I wonder if this time offers us something new and unexpected in our spiritual journey as we walk together into Holy Week, seeing with new eyes God’s vision of divine mercy and grace.
This year, we understand something more about how much harder it is when the crowds disperse. But our wonder about how we will be church together is a gift through which our hearts have opened to the new movement of the Holy Spirit in our lives, individually and as the Church in the world. The assurance of our faith tells us that God is with us, and the reassurance of our communication and even our technology reminds us this is indeed still a community emanating Christ’s real presence. This is a community that has seen and known Christ in our midst; that has been fed and nourished in body, mind, and spirit. This is a community that has fed and still feeds others. We are no longer in the crowd but we are not alone: the liberating and transformative nature of divine mercy and grace accompanies us with every step. Now, more than ever, we have the opportunity to understand our very nature as the Body of Christ in the world. In our prayers, God meets our fears, our hopes and our wonder and helps us to know more fully who…and whose…we really are.

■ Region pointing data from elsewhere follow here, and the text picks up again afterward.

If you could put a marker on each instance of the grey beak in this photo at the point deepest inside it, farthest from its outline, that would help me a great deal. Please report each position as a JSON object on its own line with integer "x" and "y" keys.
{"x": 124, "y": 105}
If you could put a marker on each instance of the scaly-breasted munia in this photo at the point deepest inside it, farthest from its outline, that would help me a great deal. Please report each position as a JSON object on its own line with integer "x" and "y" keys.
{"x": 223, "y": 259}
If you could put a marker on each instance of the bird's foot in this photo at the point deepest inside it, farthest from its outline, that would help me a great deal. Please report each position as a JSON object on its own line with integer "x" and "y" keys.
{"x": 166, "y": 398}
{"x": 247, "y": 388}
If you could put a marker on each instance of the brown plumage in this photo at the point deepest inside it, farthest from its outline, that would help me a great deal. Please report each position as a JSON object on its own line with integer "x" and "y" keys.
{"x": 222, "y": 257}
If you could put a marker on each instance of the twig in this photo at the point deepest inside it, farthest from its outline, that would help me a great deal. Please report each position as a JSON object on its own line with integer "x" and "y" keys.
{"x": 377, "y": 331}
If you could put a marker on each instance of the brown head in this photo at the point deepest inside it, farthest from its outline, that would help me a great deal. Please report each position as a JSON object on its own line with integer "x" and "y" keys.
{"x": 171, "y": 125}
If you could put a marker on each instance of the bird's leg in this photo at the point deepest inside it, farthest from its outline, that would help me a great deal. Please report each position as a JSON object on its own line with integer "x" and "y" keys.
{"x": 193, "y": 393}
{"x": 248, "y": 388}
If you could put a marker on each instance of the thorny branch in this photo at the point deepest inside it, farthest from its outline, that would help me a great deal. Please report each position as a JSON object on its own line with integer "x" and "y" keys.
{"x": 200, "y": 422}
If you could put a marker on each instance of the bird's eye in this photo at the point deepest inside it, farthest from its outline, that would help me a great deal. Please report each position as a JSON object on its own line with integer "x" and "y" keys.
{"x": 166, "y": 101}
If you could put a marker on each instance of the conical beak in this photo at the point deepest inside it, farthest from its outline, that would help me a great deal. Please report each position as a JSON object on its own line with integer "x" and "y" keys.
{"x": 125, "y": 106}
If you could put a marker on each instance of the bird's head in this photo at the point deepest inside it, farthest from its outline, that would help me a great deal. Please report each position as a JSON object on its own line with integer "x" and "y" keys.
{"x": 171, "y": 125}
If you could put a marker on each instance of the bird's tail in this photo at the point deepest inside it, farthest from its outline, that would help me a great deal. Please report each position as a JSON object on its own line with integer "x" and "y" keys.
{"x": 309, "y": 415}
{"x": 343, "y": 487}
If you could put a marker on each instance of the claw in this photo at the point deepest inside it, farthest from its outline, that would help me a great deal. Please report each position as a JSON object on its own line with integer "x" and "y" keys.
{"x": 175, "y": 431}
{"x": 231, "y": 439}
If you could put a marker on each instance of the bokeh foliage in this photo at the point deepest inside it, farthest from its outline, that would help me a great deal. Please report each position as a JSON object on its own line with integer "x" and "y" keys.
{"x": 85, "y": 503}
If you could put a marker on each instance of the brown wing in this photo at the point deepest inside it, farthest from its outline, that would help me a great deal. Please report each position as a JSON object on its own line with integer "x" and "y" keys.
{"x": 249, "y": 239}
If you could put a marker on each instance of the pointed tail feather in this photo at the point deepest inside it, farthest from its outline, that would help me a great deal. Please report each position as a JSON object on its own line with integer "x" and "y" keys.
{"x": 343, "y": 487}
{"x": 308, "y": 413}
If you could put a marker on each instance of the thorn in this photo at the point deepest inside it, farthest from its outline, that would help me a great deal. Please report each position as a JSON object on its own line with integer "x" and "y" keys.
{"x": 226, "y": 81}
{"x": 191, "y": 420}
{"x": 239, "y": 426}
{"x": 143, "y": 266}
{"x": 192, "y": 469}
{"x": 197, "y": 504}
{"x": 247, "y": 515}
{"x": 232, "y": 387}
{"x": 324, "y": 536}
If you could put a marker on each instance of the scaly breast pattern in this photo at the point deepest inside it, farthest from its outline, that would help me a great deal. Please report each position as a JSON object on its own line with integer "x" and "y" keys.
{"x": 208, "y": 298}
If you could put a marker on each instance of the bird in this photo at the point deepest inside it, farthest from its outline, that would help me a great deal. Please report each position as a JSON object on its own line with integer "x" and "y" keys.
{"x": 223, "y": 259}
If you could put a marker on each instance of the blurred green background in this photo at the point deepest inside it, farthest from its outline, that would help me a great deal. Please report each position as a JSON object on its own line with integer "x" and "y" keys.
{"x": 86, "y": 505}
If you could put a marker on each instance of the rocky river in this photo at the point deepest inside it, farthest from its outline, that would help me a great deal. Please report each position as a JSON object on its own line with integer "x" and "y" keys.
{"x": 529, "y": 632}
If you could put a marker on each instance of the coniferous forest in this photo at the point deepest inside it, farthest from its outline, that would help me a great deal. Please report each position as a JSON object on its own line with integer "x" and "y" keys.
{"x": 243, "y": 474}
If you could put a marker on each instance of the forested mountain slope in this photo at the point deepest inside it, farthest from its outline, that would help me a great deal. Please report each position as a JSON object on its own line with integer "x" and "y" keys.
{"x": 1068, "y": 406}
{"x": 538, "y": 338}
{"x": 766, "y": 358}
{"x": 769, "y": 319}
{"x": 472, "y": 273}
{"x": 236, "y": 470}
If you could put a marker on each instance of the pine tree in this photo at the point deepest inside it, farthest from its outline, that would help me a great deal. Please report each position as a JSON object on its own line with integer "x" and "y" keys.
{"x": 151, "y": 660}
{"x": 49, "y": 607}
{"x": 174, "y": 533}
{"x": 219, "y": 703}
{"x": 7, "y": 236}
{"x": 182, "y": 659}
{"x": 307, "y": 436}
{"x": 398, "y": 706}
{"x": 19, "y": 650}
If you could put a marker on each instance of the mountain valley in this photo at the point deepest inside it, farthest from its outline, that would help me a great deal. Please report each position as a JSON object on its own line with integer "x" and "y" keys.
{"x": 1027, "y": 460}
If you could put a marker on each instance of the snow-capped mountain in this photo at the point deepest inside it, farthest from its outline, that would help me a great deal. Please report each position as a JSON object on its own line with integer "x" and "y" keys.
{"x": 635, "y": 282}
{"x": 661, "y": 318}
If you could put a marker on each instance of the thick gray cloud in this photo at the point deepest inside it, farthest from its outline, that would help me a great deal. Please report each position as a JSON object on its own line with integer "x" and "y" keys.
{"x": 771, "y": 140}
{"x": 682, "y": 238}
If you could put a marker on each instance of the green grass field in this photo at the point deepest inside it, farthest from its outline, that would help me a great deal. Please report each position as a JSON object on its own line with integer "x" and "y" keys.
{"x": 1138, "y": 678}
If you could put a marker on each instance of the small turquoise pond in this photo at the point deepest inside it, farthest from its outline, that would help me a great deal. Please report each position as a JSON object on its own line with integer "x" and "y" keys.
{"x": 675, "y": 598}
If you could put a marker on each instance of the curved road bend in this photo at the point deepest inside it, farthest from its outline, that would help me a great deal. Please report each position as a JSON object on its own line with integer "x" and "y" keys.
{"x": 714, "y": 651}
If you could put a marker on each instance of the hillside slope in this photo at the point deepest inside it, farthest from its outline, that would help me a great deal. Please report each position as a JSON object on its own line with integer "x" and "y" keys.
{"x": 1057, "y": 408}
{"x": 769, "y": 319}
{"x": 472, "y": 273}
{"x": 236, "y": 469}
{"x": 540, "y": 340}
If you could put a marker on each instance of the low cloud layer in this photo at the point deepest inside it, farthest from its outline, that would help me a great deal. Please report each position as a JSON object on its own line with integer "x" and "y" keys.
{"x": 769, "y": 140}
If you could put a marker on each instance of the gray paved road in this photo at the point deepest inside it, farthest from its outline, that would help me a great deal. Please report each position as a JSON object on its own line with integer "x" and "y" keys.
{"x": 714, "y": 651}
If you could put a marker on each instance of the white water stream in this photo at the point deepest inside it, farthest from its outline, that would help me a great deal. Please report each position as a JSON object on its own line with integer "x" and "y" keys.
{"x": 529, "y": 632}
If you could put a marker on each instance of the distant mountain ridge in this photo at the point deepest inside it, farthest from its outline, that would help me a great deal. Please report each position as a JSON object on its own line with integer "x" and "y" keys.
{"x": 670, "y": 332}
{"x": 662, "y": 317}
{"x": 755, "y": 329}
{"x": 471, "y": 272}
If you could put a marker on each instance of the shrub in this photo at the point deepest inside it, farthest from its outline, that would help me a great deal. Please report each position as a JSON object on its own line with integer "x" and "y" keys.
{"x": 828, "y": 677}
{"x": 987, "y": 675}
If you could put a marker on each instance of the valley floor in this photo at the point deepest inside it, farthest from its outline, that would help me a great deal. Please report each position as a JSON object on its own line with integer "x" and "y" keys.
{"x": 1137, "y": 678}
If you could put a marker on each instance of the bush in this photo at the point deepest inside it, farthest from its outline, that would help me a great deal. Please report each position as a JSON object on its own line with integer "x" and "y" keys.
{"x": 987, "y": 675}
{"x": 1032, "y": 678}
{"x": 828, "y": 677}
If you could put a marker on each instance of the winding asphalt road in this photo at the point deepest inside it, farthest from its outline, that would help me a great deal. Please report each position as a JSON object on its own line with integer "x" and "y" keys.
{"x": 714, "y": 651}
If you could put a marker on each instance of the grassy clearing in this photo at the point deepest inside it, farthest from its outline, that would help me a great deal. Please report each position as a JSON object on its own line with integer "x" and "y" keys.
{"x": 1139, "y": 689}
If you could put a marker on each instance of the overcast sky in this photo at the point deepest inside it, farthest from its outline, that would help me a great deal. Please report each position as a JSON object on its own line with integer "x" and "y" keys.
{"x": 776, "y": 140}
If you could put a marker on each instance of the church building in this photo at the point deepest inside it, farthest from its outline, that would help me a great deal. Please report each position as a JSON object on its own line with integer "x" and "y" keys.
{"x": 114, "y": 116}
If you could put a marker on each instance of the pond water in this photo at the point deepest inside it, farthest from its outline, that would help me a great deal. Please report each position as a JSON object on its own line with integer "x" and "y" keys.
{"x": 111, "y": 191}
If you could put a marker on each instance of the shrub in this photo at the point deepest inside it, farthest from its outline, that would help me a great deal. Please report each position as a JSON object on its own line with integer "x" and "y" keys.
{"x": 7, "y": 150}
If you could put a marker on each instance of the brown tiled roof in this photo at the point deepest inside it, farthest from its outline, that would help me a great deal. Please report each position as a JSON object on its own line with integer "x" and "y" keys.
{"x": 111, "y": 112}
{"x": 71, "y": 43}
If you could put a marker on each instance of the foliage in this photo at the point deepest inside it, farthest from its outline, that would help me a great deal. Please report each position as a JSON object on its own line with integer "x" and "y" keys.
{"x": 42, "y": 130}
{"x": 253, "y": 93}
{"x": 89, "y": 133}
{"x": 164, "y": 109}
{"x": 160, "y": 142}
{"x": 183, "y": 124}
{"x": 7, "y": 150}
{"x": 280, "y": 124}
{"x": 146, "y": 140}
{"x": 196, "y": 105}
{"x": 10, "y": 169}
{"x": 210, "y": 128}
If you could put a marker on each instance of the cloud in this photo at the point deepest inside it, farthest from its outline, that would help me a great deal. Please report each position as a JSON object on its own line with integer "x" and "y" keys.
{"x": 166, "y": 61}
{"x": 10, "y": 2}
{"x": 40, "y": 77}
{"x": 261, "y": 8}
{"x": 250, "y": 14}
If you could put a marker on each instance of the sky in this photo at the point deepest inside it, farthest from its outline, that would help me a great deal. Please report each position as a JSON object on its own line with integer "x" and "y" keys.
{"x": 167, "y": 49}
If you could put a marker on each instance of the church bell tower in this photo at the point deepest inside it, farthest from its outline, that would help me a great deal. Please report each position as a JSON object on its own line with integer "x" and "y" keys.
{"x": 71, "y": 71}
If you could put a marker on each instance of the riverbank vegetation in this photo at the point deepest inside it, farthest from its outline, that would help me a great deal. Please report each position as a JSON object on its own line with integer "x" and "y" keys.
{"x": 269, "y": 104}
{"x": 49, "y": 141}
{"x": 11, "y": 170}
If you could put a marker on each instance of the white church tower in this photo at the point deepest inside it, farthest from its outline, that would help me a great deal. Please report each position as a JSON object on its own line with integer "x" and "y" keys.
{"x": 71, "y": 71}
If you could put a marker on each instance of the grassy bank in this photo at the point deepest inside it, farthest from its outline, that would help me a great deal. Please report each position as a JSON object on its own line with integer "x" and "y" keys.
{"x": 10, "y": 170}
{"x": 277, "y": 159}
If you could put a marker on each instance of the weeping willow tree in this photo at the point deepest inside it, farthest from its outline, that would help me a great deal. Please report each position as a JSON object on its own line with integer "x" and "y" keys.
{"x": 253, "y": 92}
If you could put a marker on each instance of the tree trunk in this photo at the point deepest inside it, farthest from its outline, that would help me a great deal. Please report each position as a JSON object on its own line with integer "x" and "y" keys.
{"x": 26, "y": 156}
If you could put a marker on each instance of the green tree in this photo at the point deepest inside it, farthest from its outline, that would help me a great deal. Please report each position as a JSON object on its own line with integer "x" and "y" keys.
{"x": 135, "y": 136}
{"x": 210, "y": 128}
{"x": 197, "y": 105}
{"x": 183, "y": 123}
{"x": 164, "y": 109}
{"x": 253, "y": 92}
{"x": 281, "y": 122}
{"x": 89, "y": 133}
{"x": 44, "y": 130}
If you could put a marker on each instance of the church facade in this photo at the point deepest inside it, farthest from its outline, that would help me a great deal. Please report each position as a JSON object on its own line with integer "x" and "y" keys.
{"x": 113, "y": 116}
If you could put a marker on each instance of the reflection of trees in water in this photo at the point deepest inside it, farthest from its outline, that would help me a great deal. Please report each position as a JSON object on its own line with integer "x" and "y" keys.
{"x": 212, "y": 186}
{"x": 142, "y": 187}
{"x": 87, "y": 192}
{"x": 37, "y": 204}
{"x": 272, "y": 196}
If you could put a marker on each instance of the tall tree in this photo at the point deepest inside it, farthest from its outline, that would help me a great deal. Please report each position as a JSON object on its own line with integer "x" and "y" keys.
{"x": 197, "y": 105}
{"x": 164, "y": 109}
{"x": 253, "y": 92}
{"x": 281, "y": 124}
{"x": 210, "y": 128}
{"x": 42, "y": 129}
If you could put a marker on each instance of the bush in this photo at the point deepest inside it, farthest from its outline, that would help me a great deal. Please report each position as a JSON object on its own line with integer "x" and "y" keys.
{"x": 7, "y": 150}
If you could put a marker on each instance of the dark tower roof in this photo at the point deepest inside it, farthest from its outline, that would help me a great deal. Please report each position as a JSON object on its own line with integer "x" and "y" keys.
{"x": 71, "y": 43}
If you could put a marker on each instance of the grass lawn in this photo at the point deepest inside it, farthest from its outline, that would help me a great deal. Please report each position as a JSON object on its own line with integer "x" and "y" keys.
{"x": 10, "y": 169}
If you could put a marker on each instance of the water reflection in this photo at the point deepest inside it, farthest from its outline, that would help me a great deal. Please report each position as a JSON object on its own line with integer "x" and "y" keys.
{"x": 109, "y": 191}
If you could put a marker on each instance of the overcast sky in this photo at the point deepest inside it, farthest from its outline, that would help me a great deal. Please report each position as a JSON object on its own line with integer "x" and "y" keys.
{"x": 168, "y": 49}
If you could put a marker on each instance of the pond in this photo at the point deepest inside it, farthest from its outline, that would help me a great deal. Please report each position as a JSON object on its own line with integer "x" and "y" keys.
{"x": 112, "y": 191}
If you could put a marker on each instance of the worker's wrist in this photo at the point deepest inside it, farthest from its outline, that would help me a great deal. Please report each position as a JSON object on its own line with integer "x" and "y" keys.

The journey of Holy Week is filled with opportunities to wonder. So, I invite you to wonder as we walk together through this week. I invite you to walk the way of the cross virtually with our Stations of the Cross and leave each other electronic notes along the path. I invite you to join together for Holy Week prayer, including Wednesday Compline and the liturgies of Maundy Thursday and Good Friday through this video conference connection we’ve established. I invite you to reach out to someone you haven’t heard from in a while and remind them they are not alone. We have been prepared for this journey through the waters of our baptism and nourished at the table of the Lord; we are enfolded in the great grace of salvation, and the gift of knowledge that the cross was not the end, but in fact, was the very beginning. Our participation in this Holy Week is invited not so that we are inflicted with sorrow, but so that our pain can be borne by the One who loves us more than life itself. Even in the darkest days, we can be filled with wonder.
In the dark of unknowing, wonder is the first glimmer of resurrection.
May your Holy Week be filled with wonder.